I just read the Features page.  The ignorable space should be defaultly ignored
by DOMParser. However, when I output a document, a lot of text nodes are still
there.  Even when I setFeature explicitly, it didn't filter pure text nodes.
I'm using xerces 1.2.3.  What can be the reason?

Thanks,
Guoliang

--- CODE --------------------------------------------
        DOMParser domParser = new DOMParser();

domParser.setFeature("http://apache.org/xml/features/dom/include-ignorable-whitespace",
false);
        domParser.parse(is);

--- XML ----------------------------------------------
<?xml version="1.0"?>
<provRequest xmlns='http://www.ispsoft.com'
    xmlns:xsi='http://www.w3.org/1999/XMLSchema-instance'
    xsi:schemaLocation='http://www.ispsoft.com/ ...xsd'>

    <authToken>Auth1</authToken>
    <Account ID="aaa.bbb">
............

--- OUTPUT-------------------------------------------

<DOCUMENT> #document:

    <ELEM> provRequest:

    <ATTR> xmlns = 'http://www.ispsoft.com'

    <ATTR> xmlns:xsi = 'http://www.w3.org/1999/XMLSchema-instance'

    <ATTR> xsi:schemaLocation = 'http://www.ispsoft.com  ...xsd'

        <TEXT> #text:



        <ELEM> authToken:

            <TEXT> #text: Auth1

        <TEXT> #text:


        <ELEM> Account:

        <ATTR> ID = 'aaa.bbb'

            <TEXT> #text:




>
>
> > 5) THIS QUESTION CONCERNS XML SCHEMA:
> >
> >    Using DOM processing, it seems that every child node list has an extra
> >    and apparently useless and incorrect child node in it with the
> >    following characteristics:
>
> That's the whitespace at the end of your lines. Don't worry, it's
> normal and expected. XML parsers are required to report all of the
> information in the instance document -- and this information is
> in the document; it's just not important to *you*. ;)
>
> Check the features page in the docs for a feature you can use on
> the DOM parser to automatically remove the ignorable whitespace.
>
> --
> Andy Clark * IBM, TRL - Japan * andyc@apache.org
>
> ---------------------------------------------------------------------
> To unsubscribe, e-mail: xerces-j-dev-unsubscribe@xml.apache.org
> For additional commands, e-mail: xerces-j-dev-help@xml.apache.org


Re: Issues with latest Xerces for Java

Posted by Andy Clark <an...@apache.org>.
"Troy R. Bundy" wrote:
> 1) I have gathered that the element types {timeInstant, timeDuration,
>    recurringInstant, date, time} aren't supported. Is there a projection
>    date as to when they will be supported by the parser?
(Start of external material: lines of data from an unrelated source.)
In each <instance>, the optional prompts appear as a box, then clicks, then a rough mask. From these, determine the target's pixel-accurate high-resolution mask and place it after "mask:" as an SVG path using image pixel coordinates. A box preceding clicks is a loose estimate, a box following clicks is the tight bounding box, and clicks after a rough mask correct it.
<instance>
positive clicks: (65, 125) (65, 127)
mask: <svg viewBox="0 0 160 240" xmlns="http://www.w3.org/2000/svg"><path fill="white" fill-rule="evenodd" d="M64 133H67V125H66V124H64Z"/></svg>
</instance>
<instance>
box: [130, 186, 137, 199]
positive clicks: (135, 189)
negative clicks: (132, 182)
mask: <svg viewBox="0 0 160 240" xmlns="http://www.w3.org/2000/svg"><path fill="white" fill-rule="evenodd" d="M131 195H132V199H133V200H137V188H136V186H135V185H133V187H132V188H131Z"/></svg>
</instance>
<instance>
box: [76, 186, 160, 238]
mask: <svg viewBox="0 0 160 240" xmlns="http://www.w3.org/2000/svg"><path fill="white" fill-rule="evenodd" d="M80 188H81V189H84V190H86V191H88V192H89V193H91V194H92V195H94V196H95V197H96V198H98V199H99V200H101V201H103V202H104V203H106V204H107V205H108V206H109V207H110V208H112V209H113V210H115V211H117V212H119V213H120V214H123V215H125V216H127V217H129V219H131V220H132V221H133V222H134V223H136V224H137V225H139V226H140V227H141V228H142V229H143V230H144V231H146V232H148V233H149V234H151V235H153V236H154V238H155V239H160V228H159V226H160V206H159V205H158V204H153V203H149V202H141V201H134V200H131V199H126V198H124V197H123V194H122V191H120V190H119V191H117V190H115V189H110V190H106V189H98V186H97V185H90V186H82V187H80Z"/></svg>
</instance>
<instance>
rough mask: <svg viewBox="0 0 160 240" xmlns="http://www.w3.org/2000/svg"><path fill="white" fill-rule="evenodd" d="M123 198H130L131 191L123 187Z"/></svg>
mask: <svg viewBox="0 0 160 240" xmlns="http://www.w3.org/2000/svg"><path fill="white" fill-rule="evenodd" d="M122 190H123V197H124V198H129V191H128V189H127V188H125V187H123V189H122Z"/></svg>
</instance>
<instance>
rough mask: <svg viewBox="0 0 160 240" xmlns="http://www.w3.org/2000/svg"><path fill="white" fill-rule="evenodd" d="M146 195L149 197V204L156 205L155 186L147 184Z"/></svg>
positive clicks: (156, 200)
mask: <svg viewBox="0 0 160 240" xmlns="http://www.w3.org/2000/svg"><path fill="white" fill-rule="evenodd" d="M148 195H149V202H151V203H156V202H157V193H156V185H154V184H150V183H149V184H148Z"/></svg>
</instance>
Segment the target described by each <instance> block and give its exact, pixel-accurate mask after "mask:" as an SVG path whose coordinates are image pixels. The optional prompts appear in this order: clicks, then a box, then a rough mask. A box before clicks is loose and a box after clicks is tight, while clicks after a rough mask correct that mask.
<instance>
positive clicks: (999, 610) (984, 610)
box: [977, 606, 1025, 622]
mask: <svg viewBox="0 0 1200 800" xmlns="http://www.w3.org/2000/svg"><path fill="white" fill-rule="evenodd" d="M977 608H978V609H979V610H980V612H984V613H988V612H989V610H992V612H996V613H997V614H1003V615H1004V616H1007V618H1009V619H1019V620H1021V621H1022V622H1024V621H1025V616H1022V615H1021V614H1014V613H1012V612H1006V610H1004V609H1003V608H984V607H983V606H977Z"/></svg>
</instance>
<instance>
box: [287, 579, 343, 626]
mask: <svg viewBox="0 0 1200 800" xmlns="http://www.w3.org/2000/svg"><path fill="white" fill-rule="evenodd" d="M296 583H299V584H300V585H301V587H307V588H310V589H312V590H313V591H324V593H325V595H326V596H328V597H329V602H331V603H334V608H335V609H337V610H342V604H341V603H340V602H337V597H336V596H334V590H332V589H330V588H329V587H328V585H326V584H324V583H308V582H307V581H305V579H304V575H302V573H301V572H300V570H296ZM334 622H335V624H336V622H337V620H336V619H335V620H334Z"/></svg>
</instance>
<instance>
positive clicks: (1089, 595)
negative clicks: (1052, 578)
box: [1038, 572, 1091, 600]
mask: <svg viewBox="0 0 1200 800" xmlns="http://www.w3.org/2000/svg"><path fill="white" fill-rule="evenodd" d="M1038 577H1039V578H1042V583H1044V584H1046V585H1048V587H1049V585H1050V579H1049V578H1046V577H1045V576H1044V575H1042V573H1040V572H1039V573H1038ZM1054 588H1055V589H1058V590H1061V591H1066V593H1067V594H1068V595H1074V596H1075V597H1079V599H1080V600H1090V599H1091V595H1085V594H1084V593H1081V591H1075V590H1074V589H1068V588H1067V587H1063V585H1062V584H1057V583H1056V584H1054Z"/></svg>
As soon as you donate the code. ;)

> 2) THIS QUESTION CONCERNS XML SCHEMA:
> 
>    In a sample XSD/XML file pair, I had an element defined of type
>    "decimal"; however, during the parsing of the XML file the element
>    wasn't marked as being 'decimal' -- it was makred as 'NMTOKEN'.

Define "marked as NMTOKEN". Where is it being reported as NMTOKEN?